The topic of feminine development can be easily misunderstood and misused, Tamar says. And the mystical teachings so many of her classes are based on are complex, abstract, and intricate, with a lexicon all of their own. But in Ikvesa D’Meshicha, we desperately need these teachings to light the way.
The solution, Rav Wolfson often says, is to learn the seforim of the talmidim of the Baal Shem Tov, who packaged the teachings of Kabbalah in terms the average person could use to grow closer to Hashem.
Tamar was always attracted to chassidus, which unabashedly draws on the deepest mystical ideas.

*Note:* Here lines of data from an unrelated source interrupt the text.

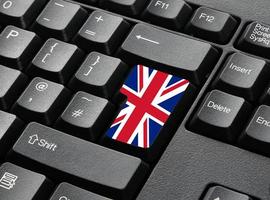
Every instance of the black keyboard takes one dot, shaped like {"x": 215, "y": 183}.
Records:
{"x": 134, "y": 99}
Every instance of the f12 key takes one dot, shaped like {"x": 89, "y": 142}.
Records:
{"x": 212, "y": 25}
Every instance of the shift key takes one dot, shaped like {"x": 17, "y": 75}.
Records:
{"x": 176, "y": 54}
{"x": 67, "y": 158}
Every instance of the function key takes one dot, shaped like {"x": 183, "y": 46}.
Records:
{"x": 220, "y": 116}
{"x": 17, "y": 47}
{"x": 212, "y": 25}
{"x": 256, "y": 39}
{"x": 86, "y": 116}
{"x": 154, "y": 99}
{"x": 59, "y": 19}
{"x": 10, "y": 128}
{"x": 20, "y": 13}
{"x": 102, "y": 32}
{"x": 66, "y": 191}
{"x": 23, "y": 184}
{"x": 12, "y": 83}
{"x": 256, "y": 136}
{"x": 127, "y": 7}
{"x": 243, "y": 76}
{"x": 56, "y": 61}
{"x": 88, "y": 165}
{"x": 170, "y": 13}
{"x": 221, "y": 193}
{"x": 100, "y": 75}
{"x": 42, "y": 101}
{"x": 161, "y": 49}
{"x": 266, "y": 97}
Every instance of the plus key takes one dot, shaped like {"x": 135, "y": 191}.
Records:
{"x": 101, "y": 32}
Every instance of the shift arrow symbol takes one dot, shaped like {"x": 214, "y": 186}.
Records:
{"x": 139, "y": 37}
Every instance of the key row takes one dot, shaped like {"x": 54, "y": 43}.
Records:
{"x": 88, "y": 116}
{"x": 62, "y": 19}
{"x": 57, "y": 60}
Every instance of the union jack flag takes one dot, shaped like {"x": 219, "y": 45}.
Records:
{"x": 151, "y": 97}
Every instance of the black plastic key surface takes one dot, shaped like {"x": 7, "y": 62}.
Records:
{"x": 86, "y": 116}
{"x": 41, "y": 101}
{"x": 255, "y": 39}
{"x": 212, "y": 25}
{"x": 221, "y": 116}
{"x": 160, "y": 49}
{"x": 169, "y": 13}
{"x": 101, "y": 32}
{"x": 12, "y": 83}
{"x": 221, "y": 193}
{"x": 243, "y": 76}
{"x": 56, "y": 61}
{"x": 20, "y": 13}
{"x": 67, "y": 191}
{"x": 17, "y": 47}
{"x": 265, "y": 99}
{"x": 10, "y": 128}
{"x": 83, "y": 163}
{"x": 100, "y": 75}
{"x": 256, "y": 136}
{"x": 19, "y": 183}
{"x": 127, "y": 7}
{"x": 60, "y": 19}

And she finds other women also connect to it.
The deepest levels of Torah nourish and quench the souls of many women, filling them with love of Hashem and joy. It also enables them to be much more vibrant wives and mothers.

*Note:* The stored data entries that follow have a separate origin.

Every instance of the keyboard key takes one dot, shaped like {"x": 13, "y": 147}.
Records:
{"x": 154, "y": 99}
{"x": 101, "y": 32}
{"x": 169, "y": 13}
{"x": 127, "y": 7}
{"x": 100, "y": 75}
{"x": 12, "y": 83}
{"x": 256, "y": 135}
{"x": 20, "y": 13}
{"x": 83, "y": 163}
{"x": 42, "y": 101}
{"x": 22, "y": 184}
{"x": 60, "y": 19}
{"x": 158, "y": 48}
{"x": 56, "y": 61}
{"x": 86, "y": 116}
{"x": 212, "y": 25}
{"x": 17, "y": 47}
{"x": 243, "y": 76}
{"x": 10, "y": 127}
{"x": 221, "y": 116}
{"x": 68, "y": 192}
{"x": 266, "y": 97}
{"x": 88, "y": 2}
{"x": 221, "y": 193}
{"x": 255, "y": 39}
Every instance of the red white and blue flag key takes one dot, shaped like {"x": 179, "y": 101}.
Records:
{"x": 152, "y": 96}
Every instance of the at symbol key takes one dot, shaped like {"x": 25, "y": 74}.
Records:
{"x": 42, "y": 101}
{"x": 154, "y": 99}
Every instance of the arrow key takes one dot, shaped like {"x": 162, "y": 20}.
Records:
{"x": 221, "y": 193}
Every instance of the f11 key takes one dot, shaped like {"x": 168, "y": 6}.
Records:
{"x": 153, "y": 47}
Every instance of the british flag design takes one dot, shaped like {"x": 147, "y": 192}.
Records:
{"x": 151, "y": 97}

In the times preceding Mashiach, Rav Wolfson once said, all great things are initiated by regular people (with the support and encouragement of gedolei Yisrael). This is because the light of Mashiach rises from below. Tamar’s work is an example of this kind of initiative.
Rabbi Tatz and Rebbetzin Tziporah Heller-Gottlieb have encouraged Tamar’s work, as has Rav Moshe Hillel Hirsch, rosh yeshivah of Slabodka Bnei Brak, who encouraged Tamar to “help women develop their ruchniyus well past their seminary years.”

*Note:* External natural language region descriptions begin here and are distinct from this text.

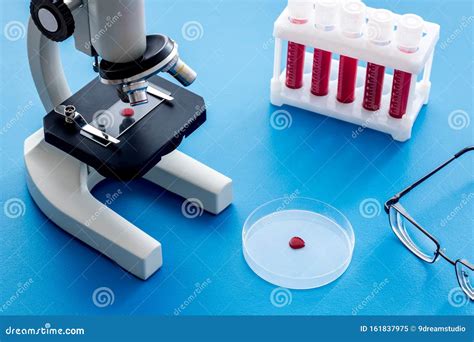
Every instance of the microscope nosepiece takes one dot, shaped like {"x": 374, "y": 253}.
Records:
{"x": 182, "y": 72}
{"x": 136, "y": 92}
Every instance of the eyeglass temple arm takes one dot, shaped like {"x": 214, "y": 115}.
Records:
{"x": 395, "y": 198}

While the other women I know who are encouraging feminine development have a masculine edge to them, Tamar is unabashedly feminine — her voice sweet, her tichels graceful, her features fine. Her classes are serene as well. I spent the coronavirus lockdown listening to her shiurim each night as I Pesach-cleaned and my husband noted how calm I was.
What could have been a difficult time was transformed into a light, joyous few weeks as I learned something new, beautiful, and sweet. And Tamar doesn’t merely relate her teachings — when she’s about to teach a particularly fascinating Torah idea, she’s almost giggling with delight in anticipation, her love of Torah bubbling over.


Tranquil Daughters, Rise!

The Gemara (Berachos 17a) describes women in their traditional role — supporting the Torah of their husbands and sons — and declares them more reassured of Olam Haba than men are, applying the pasuk, “Tranquil daughters rise; hear my voice, daughters who trust.” (Yeshayahu 32:9). Jewish women in their traditional role are filled with tranquility and trust; we know the work we are doing is incredibly important and spiritually necessary.
But the Zohar (brought down in Masok Midvash Vayikra) puts the nuance on a different word in this pasuk: the word kumnah, arise. Great and tranquil for thousands of years, we fulfilled our traditional roles in trust of the Ribbono shel Olam. But there comes a time when we must rise. Sarah Schenirer opened the gates, and we continue her work as we develop a more intimate connection to Torah. As we get closer and closer to Mashiach, there’s something rising within women, a deep desire to grow, to learn, to connect to deep Torah and to connect deeply.
It’s time for tranquil, trusting daughters to rise in preparation of Mashiach.
And that’s what Tamar’s work is all about.
“It hardly makes sense that I’m able to do this,” Tamar says. “I have celiac, I have a large family, and I absolutely cannot multitask. I put in a lot of effort. But I also remind myself that I need to step back. We are all partners with Hashem and we have to leave Him space to do His. And Hashem wants this, so it’s happening.”